An investigation by the Guardian has revealed the extent of Russian billionaire Roman Abramovich’s enormous private art collection, as well as details of its secretive ownership structure. The collection includes more than 300 pieces, valued by the oligarch’s own assessors at a total of $953m. Abramovich’s ownership of a number of standout works – among them Lucian Freud’s Benefits Supervisor Sleeping and Francis Bacon’s Triptych, purchased for $33.6m and $86m respectively in 2008 – had been widely guessed at. However, the full scope of the collection – which also includes works by Monet, Degas, Matisse, Picasso, Magritte, Mondrian and Russian modernists including Natalia Goncharova – have come to light only as a result of the leak, known as the Oligarch Files, from the Cyprus-based offshore financial services provider MeritServus earlier this year. The leak has also revealed that the offshore trust controlling the collection was amended to make Abramovich’s ex-wife Dasha Zhukova a major beneficiary just before Russia’s invasion of Ukraine.
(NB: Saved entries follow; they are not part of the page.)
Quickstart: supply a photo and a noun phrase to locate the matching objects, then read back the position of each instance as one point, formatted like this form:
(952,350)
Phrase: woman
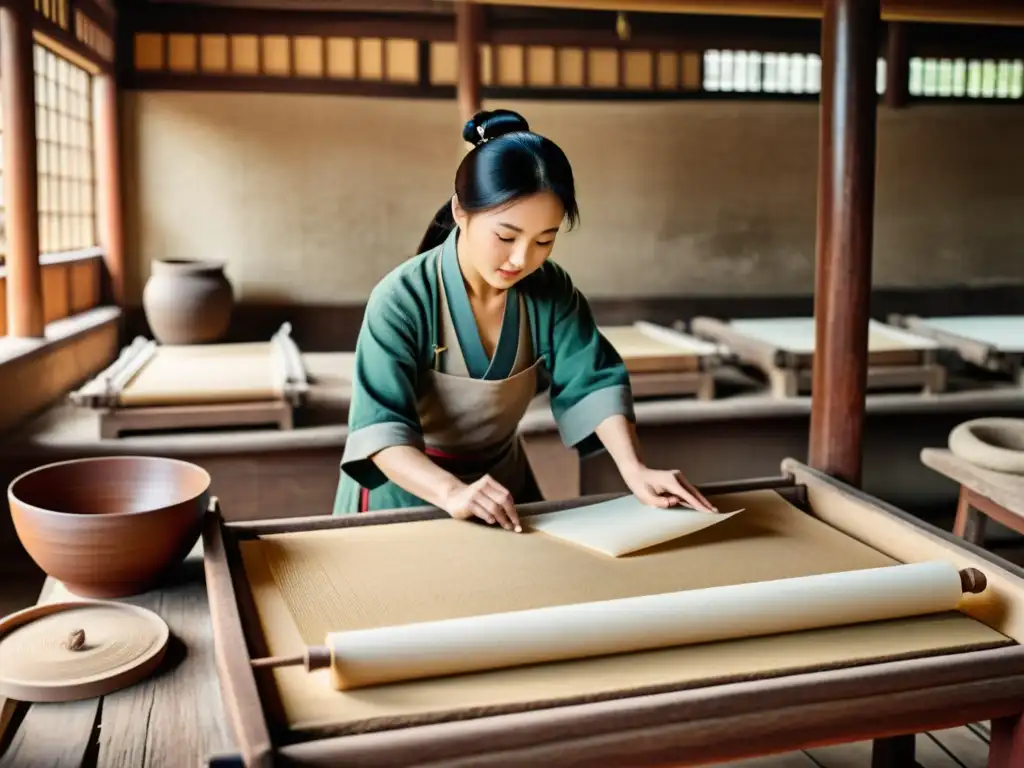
(457,341)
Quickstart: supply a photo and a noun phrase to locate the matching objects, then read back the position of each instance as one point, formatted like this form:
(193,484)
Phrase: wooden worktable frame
(985,356)
(686,727)
(790,373)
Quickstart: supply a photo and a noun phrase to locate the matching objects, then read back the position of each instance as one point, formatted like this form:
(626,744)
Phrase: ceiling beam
(1008,12)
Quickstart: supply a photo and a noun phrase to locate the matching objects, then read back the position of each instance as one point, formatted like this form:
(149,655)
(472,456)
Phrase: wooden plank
(929,754)
(1001,488)
(948,11)
(53,735)
(971,751)
(846,188)
(786,760)
(238,682)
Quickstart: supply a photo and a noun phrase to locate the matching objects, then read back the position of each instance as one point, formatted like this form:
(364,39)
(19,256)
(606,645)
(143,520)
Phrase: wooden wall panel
(387,61)
(213,53)
(309,56)
(571,68)
(401,59)
(245,54)
(182,53)
(371,59)
(56,292)
(39,379)
(85,279)
(541,66)
(276,55)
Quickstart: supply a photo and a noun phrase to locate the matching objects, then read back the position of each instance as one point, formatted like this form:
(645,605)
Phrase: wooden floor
(957,748)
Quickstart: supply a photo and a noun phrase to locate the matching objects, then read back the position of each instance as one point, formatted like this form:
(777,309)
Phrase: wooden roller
(361,657)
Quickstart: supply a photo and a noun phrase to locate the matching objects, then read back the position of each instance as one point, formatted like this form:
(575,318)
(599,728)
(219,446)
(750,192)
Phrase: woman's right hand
(484,499)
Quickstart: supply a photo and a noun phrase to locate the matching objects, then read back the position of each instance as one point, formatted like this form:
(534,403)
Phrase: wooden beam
(897,66)
(468,26)
(212,20)
(846,188)
(108,163)
(948,11)
(332,6)
(25,282)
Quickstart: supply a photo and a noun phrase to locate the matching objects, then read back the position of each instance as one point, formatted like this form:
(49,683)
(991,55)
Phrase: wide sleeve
(589,381)
(382,412)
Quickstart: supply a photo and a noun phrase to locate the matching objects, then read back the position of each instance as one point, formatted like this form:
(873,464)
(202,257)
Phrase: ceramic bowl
(110,526)
(995,443)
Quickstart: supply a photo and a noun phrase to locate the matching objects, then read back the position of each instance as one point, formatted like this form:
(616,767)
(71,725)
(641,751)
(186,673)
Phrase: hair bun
(487,125)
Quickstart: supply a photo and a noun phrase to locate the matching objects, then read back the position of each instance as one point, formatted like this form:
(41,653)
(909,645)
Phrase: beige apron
(466,417)
(470,426)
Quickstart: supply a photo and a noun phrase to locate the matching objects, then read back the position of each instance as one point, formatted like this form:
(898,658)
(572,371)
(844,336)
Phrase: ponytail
(507,162)
(438,228)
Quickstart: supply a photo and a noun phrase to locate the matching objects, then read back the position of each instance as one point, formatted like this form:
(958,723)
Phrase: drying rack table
(284,715)
(983,495)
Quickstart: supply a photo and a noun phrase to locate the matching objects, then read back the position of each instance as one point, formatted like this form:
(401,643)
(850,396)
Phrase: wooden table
(172,719)
(983,495)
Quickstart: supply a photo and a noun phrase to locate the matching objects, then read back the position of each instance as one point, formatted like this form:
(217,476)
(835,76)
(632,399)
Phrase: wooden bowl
(110,526)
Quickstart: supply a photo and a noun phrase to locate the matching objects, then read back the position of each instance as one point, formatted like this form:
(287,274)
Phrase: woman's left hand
(665,487)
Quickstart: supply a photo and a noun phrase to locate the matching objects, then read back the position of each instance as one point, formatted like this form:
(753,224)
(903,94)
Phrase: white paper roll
(365,657)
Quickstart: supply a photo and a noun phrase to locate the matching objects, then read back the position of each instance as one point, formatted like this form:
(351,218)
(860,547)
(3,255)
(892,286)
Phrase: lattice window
(760,72)
(64,131)
(946,78)
(3,199)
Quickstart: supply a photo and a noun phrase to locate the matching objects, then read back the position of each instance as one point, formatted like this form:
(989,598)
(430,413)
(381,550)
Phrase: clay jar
(187,302)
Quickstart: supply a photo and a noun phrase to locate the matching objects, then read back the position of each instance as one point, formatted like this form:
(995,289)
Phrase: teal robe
(584,375)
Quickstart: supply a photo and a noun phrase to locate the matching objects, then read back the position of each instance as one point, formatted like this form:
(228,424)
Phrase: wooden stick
(973,581)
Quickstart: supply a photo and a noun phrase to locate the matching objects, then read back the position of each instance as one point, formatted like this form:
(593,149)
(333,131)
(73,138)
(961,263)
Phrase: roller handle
(973,581)
(314,657)
(318,656)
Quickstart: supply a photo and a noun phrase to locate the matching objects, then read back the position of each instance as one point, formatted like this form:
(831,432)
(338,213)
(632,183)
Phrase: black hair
(507,162)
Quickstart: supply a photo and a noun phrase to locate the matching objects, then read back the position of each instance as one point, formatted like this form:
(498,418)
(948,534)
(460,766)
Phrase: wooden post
(111,216)
(25,282)
(846,188)
(897,66)
(468,26)
(845,235)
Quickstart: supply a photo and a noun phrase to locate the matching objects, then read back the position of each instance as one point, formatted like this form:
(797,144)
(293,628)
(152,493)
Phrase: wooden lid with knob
(79,649)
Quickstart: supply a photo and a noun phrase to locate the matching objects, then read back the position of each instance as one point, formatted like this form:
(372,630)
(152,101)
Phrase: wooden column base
(1007,747)
(973,512)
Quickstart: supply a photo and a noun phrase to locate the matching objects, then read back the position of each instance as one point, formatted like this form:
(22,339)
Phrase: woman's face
(506,245)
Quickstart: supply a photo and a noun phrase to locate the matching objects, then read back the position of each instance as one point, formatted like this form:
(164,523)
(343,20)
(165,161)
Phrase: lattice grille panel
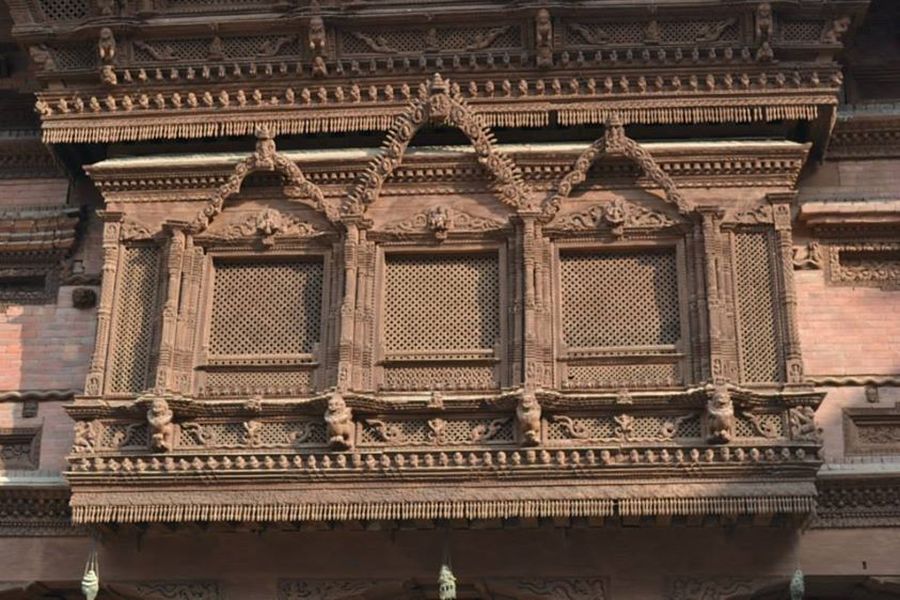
(769,426)
(756,308)
(437,432)
(620,298)
(75,58)
(691,31)
(268,383)
(64,10)
(613,33)
(122,435)
(624,428)
(253,434)
(801,31)
(266,308)
(425,377)
(619,375)
(441,302)
(136,315)
(451,39)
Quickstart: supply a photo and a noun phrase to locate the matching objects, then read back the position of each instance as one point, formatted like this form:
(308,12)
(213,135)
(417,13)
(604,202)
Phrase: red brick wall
(847,330)
(46,346)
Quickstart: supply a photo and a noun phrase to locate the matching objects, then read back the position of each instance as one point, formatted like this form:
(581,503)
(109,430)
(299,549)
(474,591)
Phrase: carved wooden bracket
(265,158)
(441,103)
(615,143)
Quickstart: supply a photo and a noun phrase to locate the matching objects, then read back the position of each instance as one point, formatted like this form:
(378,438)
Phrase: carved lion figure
(162,430)
(719,416)
(339,420)
(106,46)
(528,419)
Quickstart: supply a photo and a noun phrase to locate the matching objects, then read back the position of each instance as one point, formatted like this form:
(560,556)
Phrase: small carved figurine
(803,423)
(543,34)
(106,46)
(833,32)
(719,416)
(162,430)
(763,22)
(339,420)
(528,419)
(42,56)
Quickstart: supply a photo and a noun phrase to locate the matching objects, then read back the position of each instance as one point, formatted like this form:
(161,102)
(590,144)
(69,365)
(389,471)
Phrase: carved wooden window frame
(312,362)
(620,355)
(450,247)
(116,315)
(777,282)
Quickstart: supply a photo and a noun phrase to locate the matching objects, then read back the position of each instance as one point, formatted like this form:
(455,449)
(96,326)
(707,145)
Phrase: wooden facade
(558,293)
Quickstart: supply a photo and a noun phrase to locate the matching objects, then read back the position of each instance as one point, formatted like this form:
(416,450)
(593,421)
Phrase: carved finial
(90,581)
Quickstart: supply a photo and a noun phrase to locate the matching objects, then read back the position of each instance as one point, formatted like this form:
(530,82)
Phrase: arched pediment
(265,158)
(444,105)
(615,143)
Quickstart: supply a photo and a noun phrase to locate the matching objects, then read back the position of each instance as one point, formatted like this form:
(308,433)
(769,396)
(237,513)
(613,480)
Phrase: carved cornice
(31,511)
(872,132)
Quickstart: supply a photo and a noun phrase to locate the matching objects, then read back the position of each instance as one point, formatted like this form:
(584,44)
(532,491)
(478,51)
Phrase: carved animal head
(336,404)
(720,399)
(158,407)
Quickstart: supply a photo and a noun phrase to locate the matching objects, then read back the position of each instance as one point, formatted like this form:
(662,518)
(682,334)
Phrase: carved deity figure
(803,423)
(528,419)
(446,584)
(439,222)
(339,420)
(763,22)
(106,46)
(719,416)
(162,430)
(543,35)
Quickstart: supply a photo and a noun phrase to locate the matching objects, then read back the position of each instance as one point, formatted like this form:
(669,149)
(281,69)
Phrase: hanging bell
(90,581)
(798,585)
(446,584)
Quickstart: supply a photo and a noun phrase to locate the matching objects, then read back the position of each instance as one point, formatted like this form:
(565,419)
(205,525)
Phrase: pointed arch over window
(265,158)
(615,143)
(441,104)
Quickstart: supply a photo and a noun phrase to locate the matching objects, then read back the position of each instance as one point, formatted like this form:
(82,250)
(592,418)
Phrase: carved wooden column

The art dealer Guy Wildenstein has appeared in court in Paris for the third time since being accused in 2016 of what a state prosecutor has termed ‘the longest and most sophisticated tax fraud’ in modern French history. The trial aims to conclude an ongoing investigation into money laundering and tax evasion that was first initiated by Guy’s stepmother Sylvia Wildenstein after the death of his father, Daniel Wildenstein, head of the family’s influential gallery Wildenstein & Co., in 2001. The court will make its decision in early October; if found guilty Wildenstein and his co-defendants will have to pay nearly $1 billion in back taxes and fines.
A lock of hair from the head of a 19th-century Ethiopian prince buried at Windsor Castle has been handed over to the Ethiopian ambassador in a private ceremony. Prince Alemayehu’s hair will be returned to his home country along with other culturally significant items that were pillaged from Ethiopia including a shield and three cups. ‘The returning of this lock of hair is a signal that restitutions can be made in a spirit of goodwill and respect, and we hope that they will inspire other restitutions to take place in the near future,’ said Tahir Shah, one of the founders of the Scheherazade Foundation which facilitated the returns.
Michael Bennett, a curator at the Museum of Fine Arts in St Petersburg, Florida, has been fired after concerns were raised over the provenance of Greek antiquities included in an exhibition he arranged. Staff at the Denver Art Museum, where the show was due to travel next, found that some of the exhibits lacked detailed provenances; among them were several purchased by collector Sol Rabin from dealers known to have handled stolen artefacts.
The Dutch photographer Erwin Olaf has died at the age of 64. Born in 1959 in Hilversum, Olaf documented the clubbing scene and gay liberation movement in Amsterdam in the 1980s, before focusing in his later career on studio portraiture. In 2019 both the Gemeentemuseum and Fotomuseum in the Hague presented surveys of his work.
A Copenhagen court has ordered an artist to repay the Kunsten Museum of Modern Art almost $72,000 after he submitted two empty frames in lieu of a commissioned artwork in 2021. The museum had loaned Jens Haaning 534,000 krone ($84,000) in bank notes to recreate his 2007 sculpture titled An Average Danish Annual Income. The original work represented the salary by affixing krone bills to a canvas. Claiming his new work, titled Take the Money and Run, was conceptual, the artist refused to pay back the cash until the museum took legal action. ‘The work is that I have taken their money,’ Haaning told the Danish radio program P1 Morgen in 2021. ‘It’s not theft. It is a breach of contract, and breach of contract is part of the work.’